Rancourt's dissent on man-made climate fears has not set well with many of his fellow green friends. “When I tell environmental activists that global warming is not something to be concerned about, they attack me — they shun me, they do not allow me to have my materials published in their magazines, editors,” Rancourt explained to Climate Depot.
Rancourt bluntly examines why his fellow environmentalists are wrapped up in promoting climate alarm: “They look for comfortable lies that they can settle into and alleviate the guilt they feel about being on privileged end of the planet — a kind of survivors guilt. A lot of these environmentalists are guilt laden individuals who need to alleviate the guilt without taking risks.”
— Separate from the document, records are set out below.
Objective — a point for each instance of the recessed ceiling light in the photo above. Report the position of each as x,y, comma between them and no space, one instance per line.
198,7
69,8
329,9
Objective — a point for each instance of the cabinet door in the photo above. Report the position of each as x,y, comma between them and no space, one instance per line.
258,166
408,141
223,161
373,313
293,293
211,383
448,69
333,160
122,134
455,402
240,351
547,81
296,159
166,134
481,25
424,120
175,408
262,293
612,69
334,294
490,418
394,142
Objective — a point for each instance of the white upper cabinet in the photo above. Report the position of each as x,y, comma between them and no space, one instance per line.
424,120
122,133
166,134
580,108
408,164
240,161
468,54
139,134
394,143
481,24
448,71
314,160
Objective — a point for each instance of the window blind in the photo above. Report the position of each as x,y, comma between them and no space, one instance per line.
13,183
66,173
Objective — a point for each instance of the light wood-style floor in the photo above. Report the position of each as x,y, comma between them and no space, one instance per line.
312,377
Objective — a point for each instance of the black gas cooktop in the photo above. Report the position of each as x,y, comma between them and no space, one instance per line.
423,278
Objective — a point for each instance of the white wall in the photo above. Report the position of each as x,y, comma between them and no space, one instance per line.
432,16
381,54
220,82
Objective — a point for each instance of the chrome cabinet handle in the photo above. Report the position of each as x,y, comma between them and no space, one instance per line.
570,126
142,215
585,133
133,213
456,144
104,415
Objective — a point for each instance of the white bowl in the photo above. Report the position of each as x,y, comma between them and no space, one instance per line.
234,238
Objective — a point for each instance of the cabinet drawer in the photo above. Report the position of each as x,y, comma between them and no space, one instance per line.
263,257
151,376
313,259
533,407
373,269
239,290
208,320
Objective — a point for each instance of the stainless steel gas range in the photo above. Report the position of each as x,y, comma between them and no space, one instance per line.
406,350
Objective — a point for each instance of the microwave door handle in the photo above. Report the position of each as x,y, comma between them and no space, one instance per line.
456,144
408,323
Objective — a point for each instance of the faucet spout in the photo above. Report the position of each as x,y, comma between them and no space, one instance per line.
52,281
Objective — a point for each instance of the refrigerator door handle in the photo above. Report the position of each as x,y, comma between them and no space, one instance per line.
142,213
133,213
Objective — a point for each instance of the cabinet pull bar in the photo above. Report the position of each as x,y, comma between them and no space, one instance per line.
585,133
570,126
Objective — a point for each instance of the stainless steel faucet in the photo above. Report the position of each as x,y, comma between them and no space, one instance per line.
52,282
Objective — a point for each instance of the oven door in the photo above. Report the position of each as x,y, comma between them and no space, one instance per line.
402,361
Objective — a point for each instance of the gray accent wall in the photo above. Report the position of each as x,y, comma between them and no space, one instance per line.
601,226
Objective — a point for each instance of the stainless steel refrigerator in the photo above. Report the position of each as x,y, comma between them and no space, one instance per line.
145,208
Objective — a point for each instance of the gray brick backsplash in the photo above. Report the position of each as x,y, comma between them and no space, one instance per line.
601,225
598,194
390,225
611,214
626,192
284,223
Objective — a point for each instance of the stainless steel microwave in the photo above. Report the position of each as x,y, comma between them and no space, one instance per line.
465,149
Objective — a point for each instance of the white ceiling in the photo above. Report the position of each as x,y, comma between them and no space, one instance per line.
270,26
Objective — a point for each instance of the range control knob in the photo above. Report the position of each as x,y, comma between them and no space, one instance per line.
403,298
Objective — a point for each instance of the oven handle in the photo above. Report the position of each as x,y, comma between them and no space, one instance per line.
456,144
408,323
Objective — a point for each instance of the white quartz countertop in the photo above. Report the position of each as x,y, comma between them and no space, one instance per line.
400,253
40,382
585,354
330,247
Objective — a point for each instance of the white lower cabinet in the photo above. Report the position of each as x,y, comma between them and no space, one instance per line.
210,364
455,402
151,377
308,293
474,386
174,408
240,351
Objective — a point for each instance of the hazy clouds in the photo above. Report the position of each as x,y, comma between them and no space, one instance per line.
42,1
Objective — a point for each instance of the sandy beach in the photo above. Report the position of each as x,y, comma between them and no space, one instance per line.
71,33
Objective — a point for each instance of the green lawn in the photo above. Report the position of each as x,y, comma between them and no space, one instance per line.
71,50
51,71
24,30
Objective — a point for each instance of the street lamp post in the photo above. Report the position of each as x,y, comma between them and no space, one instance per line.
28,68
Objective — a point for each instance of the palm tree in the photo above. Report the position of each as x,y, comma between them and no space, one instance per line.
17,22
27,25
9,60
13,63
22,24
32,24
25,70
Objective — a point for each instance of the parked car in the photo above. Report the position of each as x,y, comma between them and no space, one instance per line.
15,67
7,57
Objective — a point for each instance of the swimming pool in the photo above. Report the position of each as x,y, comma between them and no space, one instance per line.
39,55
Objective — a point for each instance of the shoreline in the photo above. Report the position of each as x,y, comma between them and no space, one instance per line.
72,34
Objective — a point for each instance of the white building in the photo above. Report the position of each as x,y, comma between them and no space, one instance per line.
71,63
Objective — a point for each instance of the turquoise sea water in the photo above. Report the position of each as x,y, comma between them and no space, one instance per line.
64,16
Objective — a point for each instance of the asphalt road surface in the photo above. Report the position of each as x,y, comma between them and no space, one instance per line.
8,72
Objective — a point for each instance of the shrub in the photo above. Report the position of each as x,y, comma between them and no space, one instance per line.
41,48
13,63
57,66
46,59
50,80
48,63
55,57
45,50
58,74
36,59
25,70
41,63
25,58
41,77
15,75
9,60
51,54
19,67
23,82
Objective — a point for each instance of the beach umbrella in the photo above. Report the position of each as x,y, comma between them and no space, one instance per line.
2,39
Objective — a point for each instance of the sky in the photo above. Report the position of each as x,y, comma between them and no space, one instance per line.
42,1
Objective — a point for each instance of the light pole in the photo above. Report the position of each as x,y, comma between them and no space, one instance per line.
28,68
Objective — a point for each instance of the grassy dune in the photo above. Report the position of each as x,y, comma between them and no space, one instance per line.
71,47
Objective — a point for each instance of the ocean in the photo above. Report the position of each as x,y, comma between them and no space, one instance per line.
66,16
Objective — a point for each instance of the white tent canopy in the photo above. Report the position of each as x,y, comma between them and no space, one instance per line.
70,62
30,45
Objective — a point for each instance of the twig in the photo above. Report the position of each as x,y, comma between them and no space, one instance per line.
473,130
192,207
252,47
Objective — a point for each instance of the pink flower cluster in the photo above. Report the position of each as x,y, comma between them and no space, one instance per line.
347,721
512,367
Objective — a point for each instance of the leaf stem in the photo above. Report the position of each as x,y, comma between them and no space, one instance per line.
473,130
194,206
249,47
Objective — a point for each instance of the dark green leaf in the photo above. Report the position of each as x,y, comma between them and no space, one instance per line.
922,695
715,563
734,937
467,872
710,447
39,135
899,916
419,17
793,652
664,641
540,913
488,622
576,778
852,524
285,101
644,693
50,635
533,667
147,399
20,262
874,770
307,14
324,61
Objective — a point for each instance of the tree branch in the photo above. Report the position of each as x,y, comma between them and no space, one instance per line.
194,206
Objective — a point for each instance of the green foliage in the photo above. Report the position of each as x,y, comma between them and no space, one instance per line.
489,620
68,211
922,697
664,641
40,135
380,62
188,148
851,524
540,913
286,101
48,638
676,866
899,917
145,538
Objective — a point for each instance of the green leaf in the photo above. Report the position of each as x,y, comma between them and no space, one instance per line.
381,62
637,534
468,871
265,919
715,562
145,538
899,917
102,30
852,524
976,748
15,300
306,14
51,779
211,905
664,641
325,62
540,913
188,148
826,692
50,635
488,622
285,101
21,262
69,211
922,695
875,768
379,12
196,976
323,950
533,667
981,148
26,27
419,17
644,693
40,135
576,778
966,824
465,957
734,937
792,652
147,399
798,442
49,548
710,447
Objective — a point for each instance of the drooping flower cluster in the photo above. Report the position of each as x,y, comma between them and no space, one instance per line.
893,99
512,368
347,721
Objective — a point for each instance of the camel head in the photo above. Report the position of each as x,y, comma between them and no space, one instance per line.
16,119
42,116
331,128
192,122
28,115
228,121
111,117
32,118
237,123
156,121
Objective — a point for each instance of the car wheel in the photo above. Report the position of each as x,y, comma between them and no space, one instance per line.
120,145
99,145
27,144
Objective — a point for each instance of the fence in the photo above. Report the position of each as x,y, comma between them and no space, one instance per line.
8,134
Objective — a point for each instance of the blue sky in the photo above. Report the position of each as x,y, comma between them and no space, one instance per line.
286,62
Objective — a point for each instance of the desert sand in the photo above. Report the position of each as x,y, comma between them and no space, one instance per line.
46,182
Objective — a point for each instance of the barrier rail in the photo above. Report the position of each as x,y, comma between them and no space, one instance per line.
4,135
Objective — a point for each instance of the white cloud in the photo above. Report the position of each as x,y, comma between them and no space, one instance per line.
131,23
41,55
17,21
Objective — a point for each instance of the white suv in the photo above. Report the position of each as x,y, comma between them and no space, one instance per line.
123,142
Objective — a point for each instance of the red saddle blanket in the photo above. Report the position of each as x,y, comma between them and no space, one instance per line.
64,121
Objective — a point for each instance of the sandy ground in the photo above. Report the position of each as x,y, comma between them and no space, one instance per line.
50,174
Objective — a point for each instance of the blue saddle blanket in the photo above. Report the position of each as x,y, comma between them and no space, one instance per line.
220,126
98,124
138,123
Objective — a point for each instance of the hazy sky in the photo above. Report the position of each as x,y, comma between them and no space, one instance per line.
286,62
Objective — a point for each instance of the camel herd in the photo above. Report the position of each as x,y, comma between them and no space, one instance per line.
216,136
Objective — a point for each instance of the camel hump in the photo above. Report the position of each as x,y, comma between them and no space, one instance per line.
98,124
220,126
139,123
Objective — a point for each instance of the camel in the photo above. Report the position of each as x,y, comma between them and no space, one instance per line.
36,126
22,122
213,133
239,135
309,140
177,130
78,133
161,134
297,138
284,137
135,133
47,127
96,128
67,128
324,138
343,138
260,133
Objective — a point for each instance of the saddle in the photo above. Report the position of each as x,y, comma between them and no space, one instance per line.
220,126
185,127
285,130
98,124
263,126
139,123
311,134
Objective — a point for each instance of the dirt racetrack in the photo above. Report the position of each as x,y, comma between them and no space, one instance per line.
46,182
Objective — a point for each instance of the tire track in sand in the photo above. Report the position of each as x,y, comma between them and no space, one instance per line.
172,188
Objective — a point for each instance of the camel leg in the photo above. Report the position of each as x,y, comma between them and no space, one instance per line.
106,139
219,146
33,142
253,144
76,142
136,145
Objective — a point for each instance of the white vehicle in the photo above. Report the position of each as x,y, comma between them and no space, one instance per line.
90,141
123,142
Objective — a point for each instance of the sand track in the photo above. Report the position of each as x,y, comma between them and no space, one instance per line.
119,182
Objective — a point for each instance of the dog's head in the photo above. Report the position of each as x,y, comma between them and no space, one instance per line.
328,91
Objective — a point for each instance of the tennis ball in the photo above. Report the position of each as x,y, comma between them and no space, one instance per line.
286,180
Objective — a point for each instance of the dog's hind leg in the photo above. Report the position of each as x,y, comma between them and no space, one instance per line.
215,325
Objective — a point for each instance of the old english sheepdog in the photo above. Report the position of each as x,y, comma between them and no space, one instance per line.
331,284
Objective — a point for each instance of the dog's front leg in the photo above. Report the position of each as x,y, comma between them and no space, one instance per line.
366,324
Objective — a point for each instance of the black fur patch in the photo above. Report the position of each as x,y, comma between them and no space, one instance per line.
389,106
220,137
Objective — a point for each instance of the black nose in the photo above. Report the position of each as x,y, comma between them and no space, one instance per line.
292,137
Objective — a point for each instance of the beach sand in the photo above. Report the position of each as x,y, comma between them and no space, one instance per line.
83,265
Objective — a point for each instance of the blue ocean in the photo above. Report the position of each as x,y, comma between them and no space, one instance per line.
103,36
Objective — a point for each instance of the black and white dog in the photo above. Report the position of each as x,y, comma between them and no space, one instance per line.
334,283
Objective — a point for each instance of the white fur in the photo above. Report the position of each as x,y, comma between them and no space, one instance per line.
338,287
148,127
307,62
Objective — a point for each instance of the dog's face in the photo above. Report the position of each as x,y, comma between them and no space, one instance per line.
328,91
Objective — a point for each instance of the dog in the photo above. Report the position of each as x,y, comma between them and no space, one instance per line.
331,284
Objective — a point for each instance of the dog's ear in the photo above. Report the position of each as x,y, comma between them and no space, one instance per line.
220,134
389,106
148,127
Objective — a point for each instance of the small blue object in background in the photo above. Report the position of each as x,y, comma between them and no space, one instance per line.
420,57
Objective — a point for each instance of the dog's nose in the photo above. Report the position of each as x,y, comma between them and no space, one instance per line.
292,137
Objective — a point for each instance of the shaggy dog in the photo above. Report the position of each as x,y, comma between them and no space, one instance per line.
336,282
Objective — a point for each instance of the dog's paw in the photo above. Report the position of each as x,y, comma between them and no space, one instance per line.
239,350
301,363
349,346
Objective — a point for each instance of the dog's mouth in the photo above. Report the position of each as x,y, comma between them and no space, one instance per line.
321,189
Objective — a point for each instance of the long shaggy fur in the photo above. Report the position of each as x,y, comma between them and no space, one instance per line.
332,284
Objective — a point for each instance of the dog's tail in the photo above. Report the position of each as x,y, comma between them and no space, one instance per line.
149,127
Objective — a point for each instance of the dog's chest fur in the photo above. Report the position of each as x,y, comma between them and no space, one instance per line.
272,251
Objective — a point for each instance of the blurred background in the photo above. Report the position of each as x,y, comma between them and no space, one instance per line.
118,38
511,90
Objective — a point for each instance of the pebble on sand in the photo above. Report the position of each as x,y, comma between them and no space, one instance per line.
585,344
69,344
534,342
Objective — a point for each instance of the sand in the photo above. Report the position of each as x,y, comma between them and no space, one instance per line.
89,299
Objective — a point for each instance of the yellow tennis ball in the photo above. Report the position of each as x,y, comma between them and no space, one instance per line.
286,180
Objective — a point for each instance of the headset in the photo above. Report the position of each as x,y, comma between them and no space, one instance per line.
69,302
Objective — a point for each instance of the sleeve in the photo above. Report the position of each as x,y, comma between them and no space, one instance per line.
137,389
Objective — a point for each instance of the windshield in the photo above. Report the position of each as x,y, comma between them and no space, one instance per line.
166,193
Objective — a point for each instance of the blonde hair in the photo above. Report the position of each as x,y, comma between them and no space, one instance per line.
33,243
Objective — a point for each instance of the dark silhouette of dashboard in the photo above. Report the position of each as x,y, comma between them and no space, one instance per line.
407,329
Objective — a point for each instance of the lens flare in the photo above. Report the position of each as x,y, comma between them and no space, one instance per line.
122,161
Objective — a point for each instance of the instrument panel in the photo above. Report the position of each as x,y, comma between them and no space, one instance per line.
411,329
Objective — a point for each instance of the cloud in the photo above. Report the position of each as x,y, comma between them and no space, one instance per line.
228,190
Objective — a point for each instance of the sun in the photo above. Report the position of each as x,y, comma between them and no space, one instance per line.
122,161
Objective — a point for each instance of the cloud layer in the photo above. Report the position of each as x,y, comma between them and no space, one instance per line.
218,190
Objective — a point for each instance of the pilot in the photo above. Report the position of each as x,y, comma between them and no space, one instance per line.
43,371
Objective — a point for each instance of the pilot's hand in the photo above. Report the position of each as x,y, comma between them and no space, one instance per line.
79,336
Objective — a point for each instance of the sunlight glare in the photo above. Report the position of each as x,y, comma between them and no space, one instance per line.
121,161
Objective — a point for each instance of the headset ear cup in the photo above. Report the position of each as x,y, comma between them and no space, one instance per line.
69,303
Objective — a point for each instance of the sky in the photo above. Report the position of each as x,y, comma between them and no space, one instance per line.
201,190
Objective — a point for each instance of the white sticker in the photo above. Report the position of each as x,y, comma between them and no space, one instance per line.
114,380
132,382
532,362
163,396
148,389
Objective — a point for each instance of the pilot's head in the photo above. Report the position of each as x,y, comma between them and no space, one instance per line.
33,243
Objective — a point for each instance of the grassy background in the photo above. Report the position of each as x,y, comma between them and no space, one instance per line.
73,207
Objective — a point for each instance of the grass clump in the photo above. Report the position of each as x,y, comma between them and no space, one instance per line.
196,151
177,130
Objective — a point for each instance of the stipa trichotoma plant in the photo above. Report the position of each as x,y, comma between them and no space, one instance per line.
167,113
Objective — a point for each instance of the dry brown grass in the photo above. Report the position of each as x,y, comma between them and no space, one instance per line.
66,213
Rancourt also openly expresses his hostility for former Vice President Al Gore's 2006 documentary “An Inconvenient Truth”: “I felt ill walking out of the theatre. It's terrible. It does not respect the intelligence the viewer. The film does not acknowledge people can think for themselves at all.” Rancourt lamented how “environmentalists could just gobble this up and agree with [Gore's film] in a non critical fashion.”
Gore “strikes me as someone working for someone — as someone who will financially benefit from this. He does not give me impression of someone who genuinely cares about environmental or social justice,” he said.
Rancourt spared no mercy for the embattled UN IPCC. He said that the scientists are “named by governments, they are scientists who accept to serve a political role. Their mission is to write a report” that “is meant to be used by government.”
Rancourt is also very critical of proposed global warming carbon trading or cap and trade: “Someone is going to make a lot of money from these schemes.”
But it is his fellow University professors that Rancourt has the least amount of patience with: “They are all virtually all service intellectuals. They will not truly critique, in a way that could threaten the power interests that keep them in their jobs. The tenure track is just a process to make docile and obedient intellectuals that will then train other intellectuals.
“You have this army of university scientists and they have to pretend like they are doing important research without ever criticizing the powerful interests in a real way. So they look for elusive sanitized things like acid rain, global warming.”
This entire process “helps to neutralize any kind of dissent,” according to Rancourt.